Года через полтора я случайно встретила чету Бёлль в Будапеште, куда приехала для “обмена опытом” в редакцию дружеского журнала нашего профиля — “Критика”. В день приезда опекавший меня переводчик упомянул, что вечером в клубе искусств “Фесек” будет выступать Президент Международного ПЕН-клуба Бёлль.
Попасть в клуб было непросто — казалось, весь город туда ринулся. Сама не знаю, как удалось протолкаться по лестнице наверх, но неожиданно для самой себя я, запыхавшись, оказалась стоящей в дверях зала, как в раме, — напротив стола президиума. Бёлль как раз выступал. Вдруг на полуслове он остановился и громко сказал сидящей за столом Аннемарии: “Посмотри-ка!” — и знаком позвал меня вперед.
Довольно длинный путь к ресторану, где в честь высокого гостя предстоял банкет, мы проделали пешком — известно, что Бёлль был завзятым пешеходом.
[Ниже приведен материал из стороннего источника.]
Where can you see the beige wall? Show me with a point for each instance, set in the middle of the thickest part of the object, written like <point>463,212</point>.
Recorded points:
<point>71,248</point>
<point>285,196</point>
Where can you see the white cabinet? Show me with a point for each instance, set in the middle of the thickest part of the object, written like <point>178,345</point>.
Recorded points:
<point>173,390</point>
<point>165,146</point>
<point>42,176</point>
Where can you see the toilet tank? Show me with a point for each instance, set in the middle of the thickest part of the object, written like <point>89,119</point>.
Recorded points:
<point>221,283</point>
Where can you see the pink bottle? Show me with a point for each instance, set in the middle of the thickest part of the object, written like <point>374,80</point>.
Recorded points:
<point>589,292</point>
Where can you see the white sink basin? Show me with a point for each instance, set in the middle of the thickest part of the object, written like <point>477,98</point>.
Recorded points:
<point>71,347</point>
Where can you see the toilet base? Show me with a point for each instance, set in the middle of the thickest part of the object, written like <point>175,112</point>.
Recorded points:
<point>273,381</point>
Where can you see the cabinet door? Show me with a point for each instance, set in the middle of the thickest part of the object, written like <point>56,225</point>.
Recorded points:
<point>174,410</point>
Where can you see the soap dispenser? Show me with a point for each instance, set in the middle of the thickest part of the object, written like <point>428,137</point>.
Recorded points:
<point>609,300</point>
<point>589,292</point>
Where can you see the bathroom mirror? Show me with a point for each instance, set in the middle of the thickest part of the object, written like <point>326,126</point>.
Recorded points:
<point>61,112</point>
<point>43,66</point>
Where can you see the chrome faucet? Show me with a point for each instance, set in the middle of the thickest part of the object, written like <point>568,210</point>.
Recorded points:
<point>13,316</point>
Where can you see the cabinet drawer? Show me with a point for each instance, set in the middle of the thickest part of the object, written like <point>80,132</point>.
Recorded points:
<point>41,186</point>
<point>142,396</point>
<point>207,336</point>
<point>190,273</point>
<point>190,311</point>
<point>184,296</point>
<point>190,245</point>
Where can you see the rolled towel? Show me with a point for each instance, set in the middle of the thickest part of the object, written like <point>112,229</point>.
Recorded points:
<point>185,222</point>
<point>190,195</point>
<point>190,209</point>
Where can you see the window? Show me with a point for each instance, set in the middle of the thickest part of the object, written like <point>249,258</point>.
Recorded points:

По его желанию я вышагивала рядом с ним — он никак не мог вволю понарасспрашиваться: как там в Москве, что с тем или этим, прежде всего с Бородачом (Копелевым). Хозяева косились на меня — я ведь отнимала у них часть внимания Бёлля. И уж открытую неприязнь к себе я почувствовала, когда Бёлль усадил меня за столом в ресторане рядом с собой. Я довольно скоро сослалась на усталость (тем более, что мне не предложили ни еды, ни даже питья) и, договорившись о встрече утром в гостинице, ушла… в ночь. В прямом смысле слова. Переводчика я по просьбе Бёлля отпустила еще в клубе (“Ушей и без него хватит”), города не знала, даже не очень уверена была, где находилось мое жилье — в Буде или Пеште. Время было довольно позднее, расспрашивать о дороге я могла только нечасто встречающихся пожилых горожан, которые знали немецкий — наследие Австро-Венгерской монархии (я вспомнила шутку Эдуарда Гольдштюккера: “Немецкий — эсперанто славянского мира”). В общем, первая ночь в Будапеште не обошлась без нелепых приключений.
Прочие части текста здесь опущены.